When I was growing up I didn’t have any interest from potential lovers on Valentine’s Day. Every year I crossed my fingers and hoped that a heart-shaped greeting card would await me when I came down for breakfast on February 14, but alas, it never happened.
However what was waiting for me every year without fail, was a chocolate-dipped strawberry fondant mouse. I’m not entirely sure why my mother decided that this would be the ideal gift for each of her three children on a day designed for lovers, but I happily chomped on that sweet little rodent instead of my regular bowl of cereal every year with delight. It tasted like love.

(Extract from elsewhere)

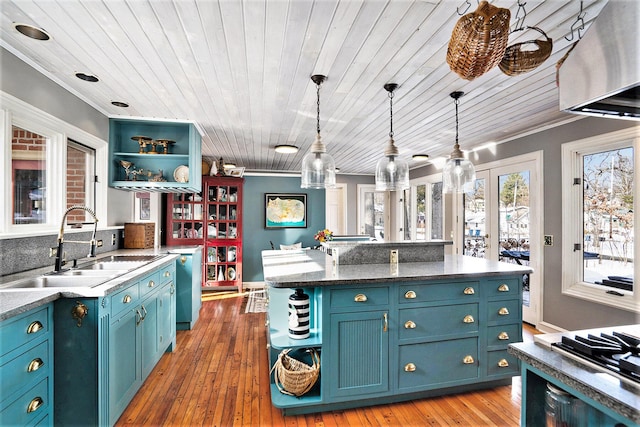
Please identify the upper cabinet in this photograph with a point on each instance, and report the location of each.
(158, 156)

Now that I’m a 32-year-old married woman, I still have an odd relationship with the holiday. My husband and I always exchange cards but we rarely do anything else other than flop onto the sofa and watch a film. It’s not that I have anything against Valentine’s Day, but for us, romance is apparent with keen regularity on hundreds of other days throughout the year. Sometimes it’s a surprise bar of chocolate after work or a hug when you least expect it (or even better, when you really need it). Sometimes it’s moving quietly around the house on a Sunday morning to allow for a much-needed sleep in. These small acts of consideration are what make the bad days feel a little more bearable.
This got me thinking. Why is Valentine’s Day just for lovers? I know lots of people who choose to ignore the day because they say it’s just a marketing gimmick to sell more roses, but what if we all fully embraced love in the truest sense of the word? As a basic concept for daily life? Why can’t we be more like my mom and give chocolate and hugs to the people we value the most?
I spoke to one woman on Twitter who told me that she sees the day as an excuse to express love in any form, and chooses to send a card to her mom. Obviously, this made me feel all the warm and fuzzies. Then I spoke to my friend Sinead, who has no choice but to focus on her son because Valentine’s Day is also his birthday. She is absolutely thrilled at the prospect of having a good reason to avoid all the soppy traditions. “I’ve never been into the whole ‘show me how much you love me’ rubbish, so it’s actually a nice excuse to ignore it all,” she tells me when I probe her on the subject. Instead, she and her partner will take her son, Eli, out for a burger and be long gone before the couples roll in after work.
Why can’t we be more like my mom and give chocolate and hugs to the people we value the most?
I think kids should be allowed to take advantage of the holiday as a reason to build strong platonic relationships, too. Sending friendship cards is a nice way to encourage kindness and appreciation with peers and also helps challenge the idea that one needs to have a love interest to find fulfillment.
For people like me who have a partner at home, I can’t help but wonder about the people who are forced to spend Valentine’s Day alone. I don’t think that they need sexual partner to feel complete, but the expectation of companionship can trigger unwanted feelings for vulnerable people.
Kindness can go a long way on days like these, so consider sending a card to someone you know will struggle to feel positive when everyone else is being wined and dined. An elderly relative perhaps who feels the painful absence of their spouse? Pop in to say hello and make them a cup of coffee. A friend who is single or feeling they don’t fit in? Extend an invite to the movies, a bite to eat or a friendly chat over a bottle of wine.
Even employers can take the lead. One online business owner told me that she is treating all of her staff members to a grocery store voucher that they can use to buy a nice meal. A manager from another brand told me that their entire office has been gifted tickets to Cirque du Soleil. Even an extra long lunch break or a genuine thank you email can go a long way in a world where people are rarely treated with kindness in the workplace.
Above all, Valentine’s Day is just a day like any other. Does that mean we should ignore it and go about our business? I say no. I say we strive to be better, starting with a few small acts of kindness for those who need us most. Whether it’s finding time to visit a friend or a date night with the kids, we all can—and should—spread the love on February 14th.